Reputation: 451
I have the following clusters with overlapping EC2 instances, for example: Yarn cluster and Memcached cluster are using same instances 2, 3, 4; furthermore, each instance has different RAM, CPU, Core sizes, will this potentially courses problem? or the clusters can do the balance by themselves? Thank you!
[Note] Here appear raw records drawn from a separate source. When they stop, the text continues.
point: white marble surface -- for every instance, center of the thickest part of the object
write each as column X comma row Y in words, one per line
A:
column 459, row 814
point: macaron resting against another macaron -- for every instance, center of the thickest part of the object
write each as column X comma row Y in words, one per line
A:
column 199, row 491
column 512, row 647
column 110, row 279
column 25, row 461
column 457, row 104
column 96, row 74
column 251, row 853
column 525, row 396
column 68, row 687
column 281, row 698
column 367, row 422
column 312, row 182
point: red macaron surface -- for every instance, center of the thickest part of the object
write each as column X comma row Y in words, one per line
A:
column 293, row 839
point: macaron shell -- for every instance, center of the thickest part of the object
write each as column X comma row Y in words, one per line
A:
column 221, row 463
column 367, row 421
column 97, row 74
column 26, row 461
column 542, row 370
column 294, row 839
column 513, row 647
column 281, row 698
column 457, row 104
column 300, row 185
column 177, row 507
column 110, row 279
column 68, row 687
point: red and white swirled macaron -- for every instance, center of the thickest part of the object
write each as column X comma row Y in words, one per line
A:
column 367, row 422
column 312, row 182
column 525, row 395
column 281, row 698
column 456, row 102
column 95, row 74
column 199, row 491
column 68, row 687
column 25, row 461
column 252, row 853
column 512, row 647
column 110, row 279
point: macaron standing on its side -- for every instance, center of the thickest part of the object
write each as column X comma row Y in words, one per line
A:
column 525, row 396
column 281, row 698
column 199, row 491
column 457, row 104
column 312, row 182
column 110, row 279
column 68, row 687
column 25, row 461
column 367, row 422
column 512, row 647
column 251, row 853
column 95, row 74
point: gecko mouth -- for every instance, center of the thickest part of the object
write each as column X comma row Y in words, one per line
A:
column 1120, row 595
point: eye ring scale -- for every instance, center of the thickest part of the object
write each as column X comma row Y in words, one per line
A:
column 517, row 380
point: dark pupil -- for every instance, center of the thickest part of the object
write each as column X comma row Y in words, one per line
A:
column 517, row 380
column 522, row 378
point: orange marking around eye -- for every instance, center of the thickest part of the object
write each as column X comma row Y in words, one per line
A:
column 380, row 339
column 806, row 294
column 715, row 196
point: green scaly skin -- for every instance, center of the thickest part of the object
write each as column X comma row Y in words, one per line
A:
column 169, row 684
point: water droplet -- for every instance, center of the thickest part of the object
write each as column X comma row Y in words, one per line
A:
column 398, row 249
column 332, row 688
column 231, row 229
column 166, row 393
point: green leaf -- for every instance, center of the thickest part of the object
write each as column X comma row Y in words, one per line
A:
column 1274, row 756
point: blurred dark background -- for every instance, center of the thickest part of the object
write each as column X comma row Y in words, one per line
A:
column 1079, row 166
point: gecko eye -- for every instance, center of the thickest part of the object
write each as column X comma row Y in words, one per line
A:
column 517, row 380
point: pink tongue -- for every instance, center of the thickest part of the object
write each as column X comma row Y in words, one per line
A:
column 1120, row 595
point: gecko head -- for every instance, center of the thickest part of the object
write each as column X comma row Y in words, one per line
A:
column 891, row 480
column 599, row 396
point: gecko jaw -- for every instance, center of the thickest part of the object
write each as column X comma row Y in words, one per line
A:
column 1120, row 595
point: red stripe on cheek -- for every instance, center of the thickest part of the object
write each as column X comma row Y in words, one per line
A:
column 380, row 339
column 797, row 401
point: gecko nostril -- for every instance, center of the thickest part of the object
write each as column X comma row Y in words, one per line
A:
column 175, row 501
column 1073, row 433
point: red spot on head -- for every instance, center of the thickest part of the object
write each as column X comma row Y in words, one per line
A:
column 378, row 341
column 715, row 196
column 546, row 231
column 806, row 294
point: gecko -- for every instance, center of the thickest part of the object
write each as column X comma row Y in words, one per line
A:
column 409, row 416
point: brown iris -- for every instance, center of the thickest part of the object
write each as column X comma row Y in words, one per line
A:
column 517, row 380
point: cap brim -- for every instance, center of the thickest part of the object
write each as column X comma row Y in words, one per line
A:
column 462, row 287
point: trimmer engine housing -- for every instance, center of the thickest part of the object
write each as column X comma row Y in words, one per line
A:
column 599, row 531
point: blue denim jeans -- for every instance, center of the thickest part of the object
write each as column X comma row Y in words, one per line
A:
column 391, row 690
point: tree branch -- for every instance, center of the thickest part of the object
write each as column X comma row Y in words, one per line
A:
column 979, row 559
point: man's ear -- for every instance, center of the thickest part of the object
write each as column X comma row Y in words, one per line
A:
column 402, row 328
Spark cluster: EC2 instances 2, 3, 5
Yarn cluster: EC2 instances 1, 2, 3, 4, 5
Memcached database cluster: EC2 instances 2, 3, 4, 6
instance 1: 512GB RAM, 2 vCPU, 2 cores
instance 2: 1TB RAM, 8 vCPU, 4 cores
instance 3: 2TB RAM, 6 vCPU, 6 cores
instance 4: 256GB RAM, 2 vCPU, 2 cores
instance 5: 2TB RAM, 16 vCPU, 4 cores
instance 6: 4TB RAM, 4 vCPU, 8 cores
Upvotes: 2
Views: 73
Reputation: 841
Clusters are not aware of this sharing; you need to configure resource allocations per host to avoid over-commitments.
If, for any node total resource allocation makes more than all RAM/Cores/Disk available, you are at risk (most often, at risk of spark task or yarn child being unable to start). Like, for instance 3 you can't allocate 1T to each service.
Like, at instance 3 you can't allocate 1T to each service.
As a side note, Spark can be run on yarn, so there is an options to reduce this to two clusters.
Upvotes: 1